Article
· Dec 19, 2016 3m read

Tips & Tricks - SQL queries management

If you have a lot of SQL queries to external systems (or even internal dynamic ones), you can encounter something like this:

Set SQL =    "SELECT "_
                "c.cid                        AS Id,"_
                "c.nid                        AS Nid, "_
                "FROM_UNIXTIME(c.created)     AS Created,"_
                "c.uid                        AS Uid,"_
                "IFNULL(vv.average,0)         AS AvgVote,"_
                "IFNULL(vv.amount,0)          AS VotesAmount,"_
                "body.comment_body_value      AS Text,"_
                "'comment'                    AS Type "_
            "FROM comment AS c "_
                "LEFT OUTER JOIN node ON node.nid = c.nid "_  
                "INNER JOIN field_data_field_forum_ref AS ref ON ref.entity_id = node.nid "_
                "LEFT OUTER JOIN field_data_comment_body AS body ON c.cid = body.entity_id "_
                "LEFT OUTER JOIN (SELECT entity_id , SUM(value) AS average, COUNT(1) AS amount "_
                                  "FROM votingapi_vote "_
                                  "WHERE entity_type = 'comment' "_
                                  "GROUP BY entity_id) AS vv ON vv.entity_id = c.cid "_
                ....
                + 100 more lines of SQL code omitted, but you get the idea

Looks awful?

Yes.

But that's not the only problem. Queries in class code also:

  • Make it harder to read and understand source code
  • No SQL code highlighting
  • If you want to execute the query in any other tool, you'll need to copy it to external editor and do a bunch of Find&Replaces and probably reformat the query after that

I was plagued by this problem, before developing the solution that I'd like to share.

Class definition can have a Query element declared and it can be a basic class query or a custom class query (more on that). Basic class query text gets checked during compilation, but you can write anything in custom class query body and it would compile.

Here I created a separate class to hold custom queries and a method to return query text by it's name:

Class Utils.SQL [ Abstract ]
{

/// Return query text by name.

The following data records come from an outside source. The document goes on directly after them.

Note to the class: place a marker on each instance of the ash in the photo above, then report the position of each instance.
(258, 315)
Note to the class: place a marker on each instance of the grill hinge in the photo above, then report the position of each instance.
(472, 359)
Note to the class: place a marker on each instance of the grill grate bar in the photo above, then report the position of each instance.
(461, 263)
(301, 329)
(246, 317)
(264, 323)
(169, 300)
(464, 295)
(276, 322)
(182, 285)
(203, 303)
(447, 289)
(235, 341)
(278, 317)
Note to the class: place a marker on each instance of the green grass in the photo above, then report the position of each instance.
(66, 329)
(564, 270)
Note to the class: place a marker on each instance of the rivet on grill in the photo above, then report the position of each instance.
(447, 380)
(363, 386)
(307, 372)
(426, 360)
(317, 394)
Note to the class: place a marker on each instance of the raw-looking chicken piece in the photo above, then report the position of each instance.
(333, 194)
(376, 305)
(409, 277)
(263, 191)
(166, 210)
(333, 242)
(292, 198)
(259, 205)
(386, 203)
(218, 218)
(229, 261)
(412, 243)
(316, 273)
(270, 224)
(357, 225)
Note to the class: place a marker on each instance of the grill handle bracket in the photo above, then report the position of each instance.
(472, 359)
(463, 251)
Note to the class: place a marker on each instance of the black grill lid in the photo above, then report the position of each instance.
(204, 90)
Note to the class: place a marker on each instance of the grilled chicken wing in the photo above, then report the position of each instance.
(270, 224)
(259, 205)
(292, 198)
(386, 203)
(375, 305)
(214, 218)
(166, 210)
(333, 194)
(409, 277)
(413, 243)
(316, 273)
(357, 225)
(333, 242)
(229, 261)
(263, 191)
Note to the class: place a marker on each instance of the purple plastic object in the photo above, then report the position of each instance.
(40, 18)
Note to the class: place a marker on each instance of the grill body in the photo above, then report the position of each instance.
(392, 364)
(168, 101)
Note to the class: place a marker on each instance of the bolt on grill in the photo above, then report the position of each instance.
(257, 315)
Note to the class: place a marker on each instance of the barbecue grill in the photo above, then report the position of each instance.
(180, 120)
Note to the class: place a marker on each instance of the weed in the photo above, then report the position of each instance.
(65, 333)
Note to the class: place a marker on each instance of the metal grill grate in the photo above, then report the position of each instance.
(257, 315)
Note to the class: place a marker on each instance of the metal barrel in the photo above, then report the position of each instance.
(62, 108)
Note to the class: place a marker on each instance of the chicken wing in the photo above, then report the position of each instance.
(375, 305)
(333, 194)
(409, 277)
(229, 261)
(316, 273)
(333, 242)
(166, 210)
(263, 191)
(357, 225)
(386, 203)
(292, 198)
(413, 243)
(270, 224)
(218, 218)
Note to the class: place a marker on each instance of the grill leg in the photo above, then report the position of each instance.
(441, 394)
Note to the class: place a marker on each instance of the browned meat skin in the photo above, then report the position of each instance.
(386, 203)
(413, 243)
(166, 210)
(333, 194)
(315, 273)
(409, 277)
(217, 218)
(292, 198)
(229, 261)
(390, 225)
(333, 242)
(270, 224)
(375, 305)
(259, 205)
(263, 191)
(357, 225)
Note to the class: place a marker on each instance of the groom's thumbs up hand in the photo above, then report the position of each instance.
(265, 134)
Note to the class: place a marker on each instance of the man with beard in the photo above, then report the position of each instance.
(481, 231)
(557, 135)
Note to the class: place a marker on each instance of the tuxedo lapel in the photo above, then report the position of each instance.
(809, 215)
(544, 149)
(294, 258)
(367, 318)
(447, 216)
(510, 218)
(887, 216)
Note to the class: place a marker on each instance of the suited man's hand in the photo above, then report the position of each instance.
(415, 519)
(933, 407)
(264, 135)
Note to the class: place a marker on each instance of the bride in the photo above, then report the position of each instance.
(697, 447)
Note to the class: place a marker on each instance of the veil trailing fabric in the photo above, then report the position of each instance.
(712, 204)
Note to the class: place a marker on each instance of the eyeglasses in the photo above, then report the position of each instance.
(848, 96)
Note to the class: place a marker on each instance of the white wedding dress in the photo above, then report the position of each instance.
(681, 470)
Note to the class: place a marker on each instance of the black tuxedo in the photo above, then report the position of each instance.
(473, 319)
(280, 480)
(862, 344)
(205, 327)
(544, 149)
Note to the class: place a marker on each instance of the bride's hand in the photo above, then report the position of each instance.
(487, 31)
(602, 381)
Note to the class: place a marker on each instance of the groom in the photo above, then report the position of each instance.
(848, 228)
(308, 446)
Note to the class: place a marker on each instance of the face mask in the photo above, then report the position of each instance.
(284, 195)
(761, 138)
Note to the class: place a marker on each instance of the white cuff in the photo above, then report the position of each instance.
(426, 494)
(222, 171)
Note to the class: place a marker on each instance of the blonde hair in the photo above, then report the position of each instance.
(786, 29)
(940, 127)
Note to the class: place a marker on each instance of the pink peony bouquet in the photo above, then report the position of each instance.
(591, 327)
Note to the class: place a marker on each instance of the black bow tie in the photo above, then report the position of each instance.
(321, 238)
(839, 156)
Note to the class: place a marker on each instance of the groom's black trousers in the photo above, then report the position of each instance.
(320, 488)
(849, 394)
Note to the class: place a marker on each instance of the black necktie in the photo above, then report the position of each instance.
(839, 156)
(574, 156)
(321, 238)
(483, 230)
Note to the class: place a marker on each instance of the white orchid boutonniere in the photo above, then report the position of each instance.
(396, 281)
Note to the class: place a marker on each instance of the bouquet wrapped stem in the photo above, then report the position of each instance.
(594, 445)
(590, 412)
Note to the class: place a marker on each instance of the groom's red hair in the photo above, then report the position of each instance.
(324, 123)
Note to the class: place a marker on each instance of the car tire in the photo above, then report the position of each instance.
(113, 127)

Removes linebreaks if removeNL is 1
/// write ##class(Utils.SQL).getSQL("Comments")
ClassMethod getSQL(name As %String, removeNL = {$$$NO}) As %String
{
    #dim sc As %Status = $$$OK
    
    set query = ##class(%Dictionary.QueryDefinition).IDKEYOpen($classname(), name,, .sc)
    throw:$$$ISERR(sc) ##class(%Exception.StatusException).CreateFromStatus(sc)

    set sql = query.SqlQuery
    set:(removeNL = $$$YES) sql = $replace(sql, $$$NL, " ")
    return sql
}

/// Get comments from mysql db
Query Comments() As %Query
{
SELECT
  c.cid                    AS Id,
  c.nid                    AS Nid,
  FROM_UNIXTIME(c.created) AS Created,
  c.uid                    AS Uid,
  IFNULL(vv.average, 0)    AS AvgVote,
  IFNULL(vv.amount, 0)     AS VotesAmount,
  body.comment_body_value  AS Text,
  'comment'                AS Type
FROM comment AS c
  LEFT OUTER JOIN node ON node.nid = c.nid
  INNER JOIN field_data_field_forum_ref AS ref ON ref.entity_id = node.nid
  LEFT OUTER JOIN field_data_comment_body AS body ON c.cid = body.entity_id
  LEFT OUTER JOIN (SELECT
                     entity_id,
                     SUM(value) AS average,
                     COUNT (1)  AS amount
                   FROM votingapi_vote
                   WHERE entity_type = 'comment'
                   GROUP BY entity_id) AS vv ON vv.entity_id = c.cid
WHERE
  node.status = 1
  AND node.type IN ('code_package', 'documentation', 'learning_track', 'video', 'post')
GROUP BY c.cid
}
}

And in code, you can get the query text by executing:

Set SQL = ##class(Utils.SQL).getSQL("Comments")

Also, there is SQL code highlighting. And, of course, you can just copy/paste this sql to any other tool without any hassle.

How do you manage your SQL queries?

GitHub.

Discussion (2)0
Log in or sign up to continue

Note that any time you build a query as a string if you allow users to insert parameter values or control the string you are building in any way into you need to be aware of SQL injection attacks. This is not a problem with '?' query argument substitution as it is designed to avoid injection attacks, but if you have say:

Set sql="select Name from MyTable where Age > "_userage

And the user supplies 'userage' then they could provide "100; drop table MyTable;" or worse.